Palestinian evangelical Christian

Anis Shorrosh (أنيس شروش; January 6, 1933 – May 13, 2018) was a Palestinian Evangelical Christian author, speaker, and pastor who wrote many books and participated in debates with Muslim author Ahmad Deedat.

==Biography==
Born in Nazareth, he became a refugee in Jordan during the Arab-Israeli War, and later immigrated to the United States with the assistance of missionaries. He earned two degrees from Baptist seminaries, including a doctorate. Shorrosh graduated from New Orleans Baptist Theological Seminary in 1959 and later received a Doctorate of Ministries from Luther Rice Seminary and a Doctorate of Philosophy from Oxford Graduate School. He served as a pastor and evangelist in the Middle East from 1959 to 1966.

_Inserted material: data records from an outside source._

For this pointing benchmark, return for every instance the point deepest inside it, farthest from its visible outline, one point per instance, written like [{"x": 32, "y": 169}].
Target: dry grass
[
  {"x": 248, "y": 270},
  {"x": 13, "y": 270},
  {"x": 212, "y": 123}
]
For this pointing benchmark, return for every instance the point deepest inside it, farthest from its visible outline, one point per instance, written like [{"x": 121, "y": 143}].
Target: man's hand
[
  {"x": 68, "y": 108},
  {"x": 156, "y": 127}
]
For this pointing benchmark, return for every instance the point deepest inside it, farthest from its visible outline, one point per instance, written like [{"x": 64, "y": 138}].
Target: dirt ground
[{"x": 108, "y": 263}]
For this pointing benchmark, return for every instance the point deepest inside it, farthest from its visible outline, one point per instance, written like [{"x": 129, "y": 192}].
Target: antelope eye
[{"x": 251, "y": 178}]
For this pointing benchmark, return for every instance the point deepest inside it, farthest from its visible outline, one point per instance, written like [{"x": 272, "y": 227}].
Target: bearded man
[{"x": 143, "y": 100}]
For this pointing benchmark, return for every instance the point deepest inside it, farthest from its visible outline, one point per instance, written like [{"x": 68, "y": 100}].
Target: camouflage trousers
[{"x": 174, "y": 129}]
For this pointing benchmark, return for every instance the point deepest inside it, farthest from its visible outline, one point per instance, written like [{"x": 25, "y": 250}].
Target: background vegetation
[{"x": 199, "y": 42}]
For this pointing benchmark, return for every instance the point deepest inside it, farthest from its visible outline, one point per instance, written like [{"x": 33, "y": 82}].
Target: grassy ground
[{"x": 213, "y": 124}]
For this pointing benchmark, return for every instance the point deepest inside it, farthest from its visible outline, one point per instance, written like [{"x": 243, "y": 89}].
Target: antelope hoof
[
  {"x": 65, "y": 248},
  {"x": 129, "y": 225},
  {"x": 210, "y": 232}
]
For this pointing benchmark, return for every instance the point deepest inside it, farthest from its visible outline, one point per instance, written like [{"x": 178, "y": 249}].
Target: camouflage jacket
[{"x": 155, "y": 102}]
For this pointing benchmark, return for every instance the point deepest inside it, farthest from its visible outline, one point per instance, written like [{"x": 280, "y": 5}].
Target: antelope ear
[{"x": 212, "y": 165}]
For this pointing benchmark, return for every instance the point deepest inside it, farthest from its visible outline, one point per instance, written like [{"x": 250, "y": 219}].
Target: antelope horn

In his 1988 book, Islam Revealed, Shorrosh presented "armed Jihad and violence as central to Islam". He authored ten books, including The Liberated Palestinian, The True Furqan; Jesus, Prophecy, and The Middle East; and Islam; A Threat or A Challenge. Shorrosh translated The True Furqan from Arabic to English, intending to challenge the Quran.

In September 1995, he was a guest lecturer at NCI Bible College, Auckland, New Zealand. Between 2004 and 2005, he embarked on a worldwide tour, delivering lectures and engaging in debates. In 2001, he lived in Fairhope, Alabama.

On Friday, May 2, 2008, he was arrested and charged with first degree attempted arson for allegedly burning tax records of his religious organization in an attempt to set his building on fire.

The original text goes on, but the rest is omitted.